Here is a land that teems with the works of man’s imagination, met with continually in the massed fortresses and embattled monasteries, the Roman playgrounds and places of amusement, the peaceful cloisters and places of worship.
Avignon, the Avenio of the Romans, was a Celtic city (the Sovereign of the Waters) before its conquest by the great empire-makers of the pre-Christian era; but its character was changed out of all recognition by the mediæval inhabitants of the town. It is known to-day as the City of the Popes, and its fame is inseparably connected with the seventy years during which seven of the Popes had their residence within its protecting walls. The “Babylonish Captivity,” as it was called by Petrarch, which lasted from 1305 to 1375, made history not only for Avignon but for the rest of Christendom.
The events which led up to the serious step of breaking the continuity of the Papal residence at the Holy See of Rome are worth recalling. During the latter part of the first millennium of the Christian era the power of the Papacy had assumed alarming sway over the many small States into which Europe had become divided after the fall of the Western Roman Empire.

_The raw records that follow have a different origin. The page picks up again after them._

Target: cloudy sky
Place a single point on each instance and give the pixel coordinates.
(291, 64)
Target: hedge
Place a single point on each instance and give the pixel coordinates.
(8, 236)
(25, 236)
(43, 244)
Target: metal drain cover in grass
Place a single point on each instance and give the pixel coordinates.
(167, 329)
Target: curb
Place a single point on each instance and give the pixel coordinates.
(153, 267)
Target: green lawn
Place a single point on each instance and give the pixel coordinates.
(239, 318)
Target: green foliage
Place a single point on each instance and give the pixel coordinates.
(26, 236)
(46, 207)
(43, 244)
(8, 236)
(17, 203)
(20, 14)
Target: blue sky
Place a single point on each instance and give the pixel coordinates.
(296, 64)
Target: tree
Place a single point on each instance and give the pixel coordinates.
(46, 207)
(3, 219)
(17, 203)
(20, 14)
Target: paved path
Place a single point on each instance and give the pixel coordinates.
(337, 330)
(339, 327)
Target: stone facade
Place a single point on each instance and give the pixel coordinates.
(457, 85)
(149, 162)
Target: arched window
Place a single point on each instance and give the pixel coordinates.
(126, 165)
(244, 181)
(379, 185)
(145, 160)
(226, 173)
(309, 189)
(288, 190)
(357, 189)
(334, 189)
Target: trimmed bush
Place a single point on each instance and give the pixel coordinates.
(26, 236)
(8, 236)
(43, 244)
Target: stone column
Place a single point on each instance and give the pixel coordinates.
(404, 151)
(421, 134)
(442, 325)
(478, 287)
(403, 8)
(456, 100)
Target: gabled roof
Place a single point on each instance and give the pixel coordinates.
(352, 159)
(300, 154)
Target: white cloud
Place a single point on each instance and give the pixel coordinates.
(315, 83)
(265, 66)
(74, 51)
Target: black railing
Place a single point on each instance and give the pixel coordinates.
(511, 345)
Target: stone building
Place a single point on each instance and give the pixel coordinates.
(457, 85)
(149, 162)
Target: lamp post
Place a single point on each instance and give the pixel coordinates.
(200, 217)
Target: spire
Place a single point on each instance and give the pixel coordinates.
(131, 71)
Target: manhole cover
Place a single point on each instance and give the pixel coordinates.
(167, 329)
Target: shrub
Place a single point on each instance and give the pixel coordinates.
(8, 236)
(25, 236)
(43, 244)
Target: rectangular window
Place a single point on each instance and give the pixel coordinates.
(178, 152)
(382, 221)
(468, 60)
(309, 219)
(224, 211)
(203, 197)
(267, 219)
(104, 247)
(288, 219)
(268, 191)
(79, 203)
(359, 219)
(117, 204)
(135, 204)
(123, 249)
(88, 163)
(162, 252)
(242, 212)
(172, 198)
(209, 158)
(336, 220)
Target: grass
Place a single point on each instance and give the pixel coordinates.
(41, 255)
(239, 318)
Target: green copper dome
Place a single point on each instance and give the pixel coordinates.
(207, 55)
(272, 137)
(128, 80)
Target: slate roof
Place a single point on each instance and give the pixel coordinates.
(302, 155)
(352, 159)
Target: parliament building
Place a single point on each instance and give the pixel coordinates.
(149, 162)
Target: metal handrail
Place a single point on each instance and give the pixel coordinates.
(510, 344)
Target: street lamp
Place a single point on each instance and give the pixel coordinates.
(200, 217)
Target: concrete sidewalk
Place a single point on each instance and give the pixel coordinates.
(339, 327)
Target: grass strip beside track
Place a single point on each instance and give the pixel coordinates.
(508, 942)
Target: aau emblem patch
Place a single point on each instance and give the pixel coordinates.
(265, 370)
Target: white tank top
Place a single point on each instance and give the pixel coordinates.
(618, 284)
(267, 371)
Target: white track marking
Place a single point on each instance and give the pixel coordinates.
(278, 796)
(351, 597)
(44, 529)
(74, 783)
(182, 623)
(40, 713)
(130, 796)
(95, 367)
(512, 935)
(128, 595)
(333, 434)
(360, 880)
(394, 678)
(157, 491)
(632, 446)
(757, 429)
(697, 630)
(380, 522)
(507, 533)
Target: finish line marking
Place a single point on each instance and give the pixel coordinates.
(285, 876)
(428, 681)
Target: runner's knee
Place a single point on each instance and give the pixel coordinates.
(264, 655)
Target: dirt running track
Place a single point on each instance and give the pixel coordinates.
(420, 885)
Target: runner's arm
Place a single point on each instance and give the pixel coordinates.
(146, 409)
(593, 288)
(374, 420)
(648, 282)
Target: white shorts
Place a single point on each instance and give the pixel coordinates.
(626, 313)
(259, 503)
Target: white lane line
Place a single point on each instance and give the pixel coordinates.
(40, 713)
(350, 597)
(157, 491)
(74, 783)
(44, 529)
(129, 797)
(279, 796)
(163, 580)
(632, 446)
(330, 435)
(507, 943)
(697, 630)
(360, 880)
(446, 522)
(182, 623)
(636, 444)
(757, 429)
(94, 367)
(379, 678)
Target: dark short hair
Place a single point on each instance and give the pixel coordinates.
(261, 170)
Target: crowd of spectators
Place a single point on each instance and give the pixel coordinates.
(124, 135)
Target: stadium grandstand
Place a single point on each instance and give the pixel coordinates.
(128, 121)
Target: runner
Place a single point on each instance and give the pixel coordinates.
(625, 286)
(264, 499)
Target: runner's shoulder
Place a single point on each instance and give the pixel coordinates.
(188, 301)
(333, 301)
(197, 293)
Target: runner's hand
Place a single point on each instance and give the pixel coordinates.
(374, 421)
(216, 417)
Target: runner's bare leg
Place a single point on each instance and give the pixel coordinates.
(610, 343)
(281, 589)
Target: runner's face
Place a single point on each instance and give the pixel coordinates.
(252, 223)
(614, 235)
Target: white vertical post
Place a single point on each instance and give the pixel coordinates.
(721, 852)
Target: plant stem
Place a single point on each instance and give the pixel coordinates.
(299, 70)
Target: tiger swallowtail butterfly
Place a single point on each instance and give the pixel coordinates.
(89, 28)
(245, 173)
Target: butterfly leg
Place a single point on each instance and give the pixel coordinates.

The Papal Empire that had arisen had inspired the world anew with the ancient terror of the name of Rome. The occupant of St. Peter’s Chair was the maker and unmaker of kings. From the beginning of the eleventh century this power had been growing, to the great satisfaction of Churchmen and the keen chagrin of the laity. The scheming ambition of the Popes knew no bounds, and it culminated in the claim of Boniface VIII. for the absolute supremacy of the Papacy over all temporal authorities. It was just at the close of the thirteenth century that the inevitable conflict came.
Two of the most powerful kings in Europe, Philip the Fair of France and Edward the First of England, began at the same time to lay an arbitrary hand upon the revenues of the Church. The English King resisted the commands of the Pope, who was compelled to give way. Philip was not so fortunate in his quarrel with Rome, which in the first year of the next century came to a head. A legate sent by Boniface to Philip behaved himself so insolently that the French Monarch placed him under arrest. The Pope, enraged at the indignity offered to his representative, issued a series of Bulls to the King and Clergy of France, in one of which he set up the claim that the King of France was subject to Rome in temporal as in spiritual affairs. This was the first time that such a contention had been explicitly put forward in an official document, and Philip at once replied by a rude letter, by publicly burning the Papal Bulls, and by calling together the three great Orders of his Kingdom, the Nobles, Commons, and Clergy. This was the first Convocation in France of the States General, an assembly which four centuries later was to play so important a part in the Great Revolution.
Boniface strained the Papal Authority to the breaking-point, reached at last when one of Philip’s nobles, joined with some of the discontented Colonna in Italy, arrested the Pope himself when on a visit to his native town, Anagni, a few miles out of Rome. Although the townsfolk eventually came to the outraged Pope’s assistance and liberated him, the indignity was more than the choleric Boniface could stand, and he died, some say of temper, others of a broken heart. The reaction against the Papacy had set in, and Benedict XI., successor to Boniface, was neither willing nor able to continue the struggle. Anxious to reinstate the Papacy in the good opinion of France, he rescinded the excommunication of Philip and abandoned all pretensions to temporal power.
His occupancy of the pontifical chair was, however, of short duration. His death brought about a new crisis, for the French and Italian cardinals, met in conclave, could not agree; and for months the election of the successor to the chair was delayed. Eventually the powerful influence of Philip was successful in securing the election of a Frenchman, Bertrand de Goth or d’Agoust, Archbishop of Bordeaux, whom he compelled to assume the title of Clement V. and remove the court to France.